Black Opal aims to improve healthcare for everyone, including underrepresented people who may not have benefited from advancements in the past.

“Tara and I have often been the first women, first underrepresented people in the industries that we’ve been in, and we really see ourselves as people who can bridge worlds,” Tanghal said. 

She said their fund is always looking for the best companies at the intersection of healthcare and technology. If promising companies don’t already have diverse teams, Tanghal said they help them find that talent at the board, executive or engineering team levels. 

“Having trained as engineers, we know that in order to solve the hardest problems, you have to bring loads of different views to the table,” Tanghal said.

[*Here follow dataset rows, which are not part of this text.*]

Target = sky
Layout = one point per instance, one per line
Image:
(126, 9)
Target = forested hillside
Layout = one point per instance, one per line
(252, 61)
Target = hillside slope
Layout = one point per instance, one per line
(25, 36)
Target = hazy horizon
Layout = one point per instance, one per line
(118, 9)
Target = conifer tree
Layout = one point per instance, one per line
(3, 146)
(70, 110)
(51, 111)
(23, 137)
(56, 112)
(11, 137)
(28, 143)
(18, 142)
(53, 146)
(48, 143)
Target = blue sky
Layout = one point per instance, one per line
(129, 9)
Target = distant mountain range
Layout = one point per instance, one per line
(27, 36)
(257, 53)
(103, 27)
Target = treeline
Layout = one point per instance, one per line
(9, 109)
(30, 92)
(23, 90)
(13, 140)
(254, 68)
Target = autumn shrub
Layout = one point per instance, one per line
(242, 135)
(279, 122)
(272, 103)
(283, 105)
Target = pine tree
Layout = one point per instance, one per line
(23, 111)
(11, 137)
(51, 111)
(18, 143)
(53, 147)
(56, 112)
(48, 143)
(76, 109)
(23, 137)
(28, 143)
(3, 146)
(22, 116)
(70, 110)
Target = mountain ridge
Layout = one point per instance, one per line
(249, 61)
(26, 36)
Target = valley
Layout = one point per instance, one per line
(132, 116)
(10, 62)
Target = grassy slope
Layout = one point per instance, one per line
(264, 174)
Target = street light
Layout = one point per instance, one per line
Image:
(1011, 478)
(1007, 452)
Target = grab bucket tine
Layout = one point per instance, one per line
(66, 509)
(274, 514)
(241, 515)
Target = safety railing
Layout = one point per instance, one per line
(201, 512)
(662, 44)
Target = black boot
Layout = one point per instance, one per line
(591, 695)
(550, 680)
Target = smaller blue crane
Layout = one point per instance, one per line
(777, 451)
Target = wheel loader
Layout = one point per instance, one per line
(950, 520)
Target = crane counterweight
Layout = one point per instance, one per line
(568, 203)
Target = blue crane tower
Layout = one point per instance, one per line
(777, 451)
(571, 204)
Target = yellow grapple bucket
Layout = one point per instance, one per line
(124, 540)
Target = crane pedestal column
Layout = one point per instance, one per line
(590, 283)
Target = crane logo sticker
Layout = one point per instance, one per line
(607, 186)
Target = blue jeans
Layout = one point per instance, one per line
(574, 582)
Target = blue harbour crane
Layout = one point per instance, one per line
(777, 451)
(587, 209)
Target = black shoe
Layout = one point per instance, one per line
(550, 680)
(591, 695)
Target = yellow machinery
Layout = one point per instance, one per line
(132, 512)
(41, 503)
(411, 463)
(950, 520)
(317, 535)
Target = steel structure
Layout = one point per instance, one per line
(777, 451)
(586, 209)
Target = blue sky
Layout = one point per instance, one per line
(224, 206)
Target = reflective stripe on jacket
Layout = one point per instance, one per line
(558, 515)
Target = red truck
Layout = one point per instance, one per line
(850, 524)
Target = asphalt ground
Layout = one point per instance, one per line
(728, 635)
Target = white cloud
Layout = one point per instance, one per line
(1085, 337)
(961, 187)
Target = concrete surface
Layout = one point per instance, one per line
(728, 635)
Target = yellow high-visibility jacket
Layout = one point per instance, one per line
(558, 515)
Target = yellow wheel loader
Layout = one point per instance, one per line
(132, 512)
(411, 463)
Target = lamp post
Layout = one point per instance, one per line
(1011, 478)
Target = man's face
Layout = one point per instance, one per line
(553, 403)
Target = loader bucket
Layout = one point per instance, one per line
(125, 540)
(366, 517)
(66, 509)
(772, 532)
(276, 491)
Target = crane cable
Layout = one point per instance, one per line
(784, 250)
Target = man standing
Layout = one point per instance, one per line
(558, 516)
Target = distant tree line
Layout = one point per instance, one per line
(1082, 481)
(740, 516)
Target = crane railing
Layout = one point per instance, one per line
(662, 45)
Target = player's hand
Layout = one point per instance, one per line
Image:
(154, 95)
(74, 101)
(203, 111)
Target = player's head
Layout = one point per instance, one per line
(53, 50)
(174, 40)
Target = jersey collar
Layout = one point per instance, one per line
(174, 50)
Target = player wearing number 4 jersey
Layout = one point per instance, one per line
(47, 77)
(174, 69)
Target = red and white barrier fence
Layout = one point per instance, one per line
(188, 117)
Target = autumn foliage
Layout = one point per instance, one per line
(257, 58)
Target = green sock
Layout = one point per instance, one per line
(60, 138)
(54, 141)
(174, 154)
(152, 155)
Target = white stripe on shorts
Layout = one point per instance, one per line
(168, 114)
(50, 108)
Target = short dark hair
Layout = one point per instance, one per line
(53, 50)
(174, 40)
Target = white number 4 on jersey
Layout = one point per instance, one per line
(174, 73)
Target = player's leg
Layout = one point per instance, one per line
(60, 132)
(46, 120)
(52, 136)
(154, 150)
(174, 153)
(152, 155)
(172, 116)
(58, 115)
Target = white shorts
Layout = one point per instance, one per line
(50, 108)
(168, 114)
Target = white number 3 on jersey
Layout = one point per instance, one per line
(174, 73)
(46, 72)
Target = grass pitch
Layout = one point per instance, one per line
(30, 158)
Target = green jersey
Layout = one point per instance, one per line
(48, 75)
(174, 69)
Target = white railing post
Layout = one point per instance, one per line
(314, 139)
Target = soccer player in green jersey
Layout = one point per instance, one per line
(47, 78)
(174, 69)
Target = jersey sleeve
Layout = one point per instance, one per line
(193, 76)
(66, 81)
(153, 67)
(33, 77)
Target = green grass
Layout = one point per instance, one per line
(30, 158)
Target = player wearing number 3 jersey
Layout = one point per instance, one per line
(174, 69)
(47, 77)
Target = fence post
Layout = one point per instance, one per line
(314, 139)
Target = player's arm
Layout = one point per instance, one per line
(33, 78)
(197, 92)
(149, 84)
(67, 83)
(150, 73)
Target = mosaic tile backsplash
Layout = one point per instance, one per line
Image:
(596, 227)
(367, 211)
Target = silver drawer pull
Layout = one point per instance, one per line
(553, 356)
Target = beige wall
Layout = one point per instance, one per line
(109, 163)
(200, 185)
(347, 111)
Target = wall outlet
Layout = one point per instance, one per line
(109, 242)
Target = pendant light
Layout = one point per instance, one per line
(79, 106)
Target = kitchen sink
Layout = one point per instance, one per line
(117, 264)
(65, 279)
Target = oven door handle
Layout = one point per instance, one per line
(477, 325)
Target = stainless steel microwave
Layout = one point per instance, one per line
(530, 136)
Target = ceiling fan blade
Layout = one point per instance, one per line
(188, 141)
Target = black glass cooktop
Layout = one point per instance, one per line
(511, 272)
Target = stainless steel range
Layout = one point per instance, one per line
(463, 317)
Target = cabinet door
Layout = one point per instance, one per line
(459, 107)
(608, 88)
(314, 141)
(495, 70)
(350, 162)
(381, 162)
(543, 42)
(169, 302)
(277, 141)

Diverse teams have an impact on the future of healthtech products. Even today, researchers are finding that tools like pulse oximeters, which measure oxygen rates in the blood, have higher error rates in Black patients because the imaging technology was not designed to read darker skin tones.

Bishop said they’re focusing on four areas of the industry: Diagnosis and prevention, delivery of care, drugs and therapeutics, and data and artificial intelligence. 

The firm is looking for startups that need seed funding up to Series B. They don’t have a regional focus, but Bishop is based in New York City, while Tanghal is in California. The fund still has $15 million left to be subscribed.

Black Opal Ventures has made strategic investments in nine companies, including Boston-based Empatica. Its other portfolio companies also include Intellihealth, Conceivable Life Sciences, Optellum, Hyro, TigerGraph and Blaze.tech.